Half of women will develop dementia, Parkinson's disease or have a stroke in their lifetime, new research suggests.
About a third of men aged 45 and one in two women of the same age are likely to go on to be diagnosed with one of the conditions, according to a study of more than 12,000 people.
The researchers, from the University Medical Center Rotterdam, in the Netherlands, said preventative measures could "substantially" reduce the burden of the illnesses.
The findings have been published in the Journal of Neurology, Neurosurgery, and Psychiatry.
The health of 12,102 people was monitored between 1990 and 2016, with all participants initially under the age of 45.
During this period 1,489 were diagnosed with dementia and 263 with parkinsonism, while 1,285 had a stroke.
The overall risk of a 45-year-old later developing one of the three conditions was 48% for women and 36% for men, the researchers said.
Dementia was of greatest concern for women, who at 45 years old had a 25.9% risk of going on to develop the condition, compared with 13.7% for men.
Dr Carol Routledge, director of research at Alzheimer's Research UK, said: "This large study underscores the enormous impact that neurological illnesses have across society and how women are disproportionately affected, particularly when it comes to dementia."
Those diagnosed with one of the three conditions were found to have a higher prevalence of high blood pressure, abnormal heart rhythm, high cholesterol and Type 2 diabetes at the start of the monitoring period.

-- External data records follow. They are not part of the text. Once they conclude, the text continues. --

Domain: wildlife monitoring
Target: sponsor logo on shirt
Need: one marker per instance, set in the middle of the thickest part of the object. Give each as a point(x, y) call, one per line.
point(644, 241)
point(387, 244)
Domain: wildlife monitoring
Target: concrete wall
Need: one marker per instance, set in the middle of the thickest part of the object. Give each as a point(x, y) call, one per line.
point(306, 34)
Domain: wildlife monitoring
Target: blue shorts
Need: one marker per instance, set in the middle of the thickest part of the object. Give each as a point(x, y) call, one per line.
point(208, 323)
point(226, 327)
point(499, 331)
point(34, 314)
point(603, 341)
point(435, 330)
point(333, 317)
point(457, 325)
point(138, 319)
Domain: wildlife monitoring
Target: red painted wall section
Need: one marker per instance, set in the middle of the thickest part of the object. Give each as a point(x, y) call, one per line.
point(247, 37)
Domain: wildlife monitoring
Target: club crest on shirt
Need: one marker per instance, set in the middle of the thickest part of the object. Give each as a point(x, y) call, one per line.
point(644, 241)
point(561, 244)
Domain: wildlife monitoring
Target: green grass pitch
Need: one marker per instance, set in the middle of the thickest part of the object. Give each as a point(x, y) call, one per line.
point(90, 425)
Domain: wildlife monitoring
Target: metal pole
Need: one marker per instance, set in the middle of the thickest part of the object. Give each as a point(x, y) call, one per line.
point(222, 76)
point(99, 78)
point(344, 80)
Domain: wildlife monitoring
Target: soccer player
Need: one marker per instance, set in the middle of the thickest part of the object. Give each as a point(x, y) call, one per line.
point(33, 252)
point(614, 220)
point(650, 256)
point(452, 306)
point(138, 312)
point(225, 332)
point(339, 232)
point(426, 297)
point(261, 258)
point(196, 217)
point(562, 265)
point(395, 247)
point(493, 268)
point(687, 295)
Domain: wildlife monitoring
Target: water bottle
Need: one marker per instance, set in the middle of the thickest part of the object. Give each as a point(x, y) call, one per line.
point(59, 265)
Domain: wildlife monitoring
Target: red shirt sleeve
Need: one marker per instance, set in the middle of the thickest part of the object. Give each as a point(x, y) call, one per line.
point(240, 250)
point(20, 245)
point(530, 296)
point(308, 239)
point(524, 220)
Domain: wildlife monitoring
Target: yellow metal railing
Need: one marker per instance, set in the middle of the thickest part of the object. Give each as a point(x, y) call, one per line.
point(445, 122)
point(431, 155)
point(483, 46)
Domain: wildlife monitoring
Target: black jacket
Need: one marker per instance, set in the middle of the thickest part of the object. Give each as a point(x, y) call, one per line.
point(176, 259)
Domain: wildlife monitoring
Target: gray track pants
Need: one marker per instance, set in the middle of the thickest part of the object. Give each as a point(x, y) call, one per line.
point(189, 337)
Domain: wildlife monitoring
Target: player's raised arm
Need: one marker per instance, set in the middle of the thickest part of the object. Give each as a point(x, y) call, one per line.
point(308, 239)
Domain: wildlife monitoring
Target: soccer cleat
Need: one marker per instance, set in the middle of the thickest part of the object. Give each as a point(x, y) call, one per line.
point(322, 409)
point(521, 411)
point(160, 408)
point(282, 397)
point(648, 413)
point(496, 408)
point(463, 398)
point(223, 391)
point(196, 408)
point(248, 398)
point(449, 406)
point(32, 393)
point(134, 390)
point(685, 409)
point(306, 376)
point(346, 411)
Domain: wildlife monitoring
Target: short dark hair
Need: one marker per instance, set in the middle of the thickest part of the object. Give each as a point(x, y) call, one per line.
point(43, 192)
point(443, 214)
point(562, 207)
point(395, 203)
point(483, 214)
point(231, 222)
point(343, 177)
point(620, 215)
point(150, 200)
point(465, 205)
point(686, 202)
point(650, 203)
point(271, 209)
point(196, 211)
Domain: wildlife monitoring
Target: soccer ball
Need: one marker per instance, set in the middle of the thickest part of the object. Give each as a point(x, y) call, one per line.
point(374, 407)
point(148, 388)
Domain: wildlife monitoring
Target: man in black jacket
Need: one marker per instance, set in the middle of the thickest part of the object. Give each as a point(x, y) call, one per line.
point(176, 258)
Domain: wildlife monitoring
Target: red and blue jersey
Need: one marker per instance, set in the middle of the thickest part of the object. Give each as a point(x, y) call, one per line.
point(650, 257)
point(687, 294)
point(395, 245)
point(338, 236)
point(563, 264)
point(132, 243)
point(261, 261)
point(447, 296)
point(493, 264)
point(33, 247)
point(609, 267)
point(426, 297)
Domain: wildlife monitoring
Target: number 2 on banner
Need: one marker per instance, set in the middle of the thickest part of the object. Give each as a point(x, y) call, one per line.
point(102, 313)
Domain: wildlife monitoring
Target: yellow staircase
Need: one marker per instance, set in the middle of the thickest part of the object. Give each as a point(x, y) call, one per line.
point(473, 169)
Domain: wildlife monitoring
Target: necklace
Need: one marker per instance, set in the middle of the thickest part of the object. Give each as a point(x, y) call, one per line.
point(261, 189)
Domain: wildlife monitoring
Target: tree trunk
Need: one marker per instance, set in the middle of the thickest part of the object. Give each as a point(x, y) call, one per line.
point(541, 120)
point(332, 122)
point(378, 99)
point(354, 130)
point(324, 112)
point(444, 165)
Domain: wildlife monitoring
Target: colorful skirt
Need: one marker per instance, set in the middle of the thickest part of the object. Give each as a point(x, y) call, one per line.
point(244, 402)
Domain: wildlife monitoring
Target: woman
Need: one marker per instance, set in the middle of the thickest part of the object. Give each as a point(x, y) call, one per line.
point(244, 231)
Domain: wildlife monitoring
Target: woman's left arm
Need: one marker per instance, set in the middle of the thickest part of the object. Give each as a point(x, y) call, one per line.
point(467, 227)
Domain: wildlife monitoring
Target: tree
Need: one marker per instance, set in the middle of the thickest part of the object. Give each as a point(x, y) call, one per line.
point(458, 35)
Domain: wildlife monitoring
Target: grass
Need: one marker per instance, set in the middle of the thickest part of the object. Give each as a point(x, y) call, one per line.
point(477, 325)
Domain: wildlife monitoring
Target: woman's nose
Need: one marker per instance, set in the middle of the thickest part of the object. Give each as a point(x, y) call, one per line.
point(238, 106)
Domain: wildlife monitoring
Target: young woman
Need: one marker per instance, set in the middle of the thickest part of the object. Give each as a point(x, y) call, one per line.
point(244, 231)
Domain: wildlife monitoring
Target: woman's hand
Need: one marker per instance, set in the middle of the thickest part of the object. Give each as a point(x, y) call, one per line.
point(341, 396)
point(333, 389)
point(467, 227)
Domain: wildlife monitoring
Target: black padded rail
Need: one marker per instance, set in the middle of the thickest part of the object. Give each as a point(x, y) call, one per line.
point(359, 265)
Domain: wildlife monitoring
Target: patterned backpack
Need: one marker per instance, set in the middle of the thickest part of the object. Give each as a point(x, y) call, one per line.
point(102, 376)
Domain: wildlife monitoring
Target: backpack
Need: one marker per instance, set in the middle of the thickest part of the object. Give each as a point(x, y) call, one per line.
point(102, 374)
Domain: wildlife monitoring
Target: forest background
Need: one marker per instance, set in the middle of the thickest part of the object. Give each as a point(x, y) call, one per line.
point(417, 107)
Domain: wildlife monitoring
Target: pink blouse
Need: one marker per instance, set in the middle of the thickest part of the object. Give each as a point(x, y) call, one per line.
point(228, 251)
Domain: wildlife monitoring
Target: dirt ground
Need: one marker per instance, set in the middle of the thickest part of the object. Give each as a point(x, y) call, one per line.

"These findings strengthen the call for prioritising the focus on preventative interventions at population level which could substantially reduce the burden of common neurological diseases in the ageing population," the authors said.
They estimate that if onset of dementia, parkinsonism and stroke was delayed by one to three years, the remaining risk of developing the conditions could be cut by 20% among 45 year olds and more than 50% in those older than 85 years old.
Dr Routledge (pictured) said it was "crucial" that efforts to find a drug which can delay the onset of dementia symptoms were increased.
She added: "For most of us, our individual risk of illnesses like dementia is not set in stone and there are things we can all do to help maintain a healthy brain.
"The best current evidence suggests that eating a balanced diet, controlling our weight, staying physically active, not smoking, only drinking within the recommended limits and keeping blood pressure and cholesterol in check are all associated with better brain health into old age."
Claire Bale of Parkinson's UK said: "Our recent analysis found that Parkinson's is set to rise steeply to 170,000 by 2025 due to our growing and ageing population. Although it's important to point out that, unlike dementia, women are actually at slightly lower risk of developing Parkinson's than men.
"We urgently need to invest more in research to develop better treatments to help those living with these devastating conditions, and ultimately to find ways to prevent people from developing them in the first place."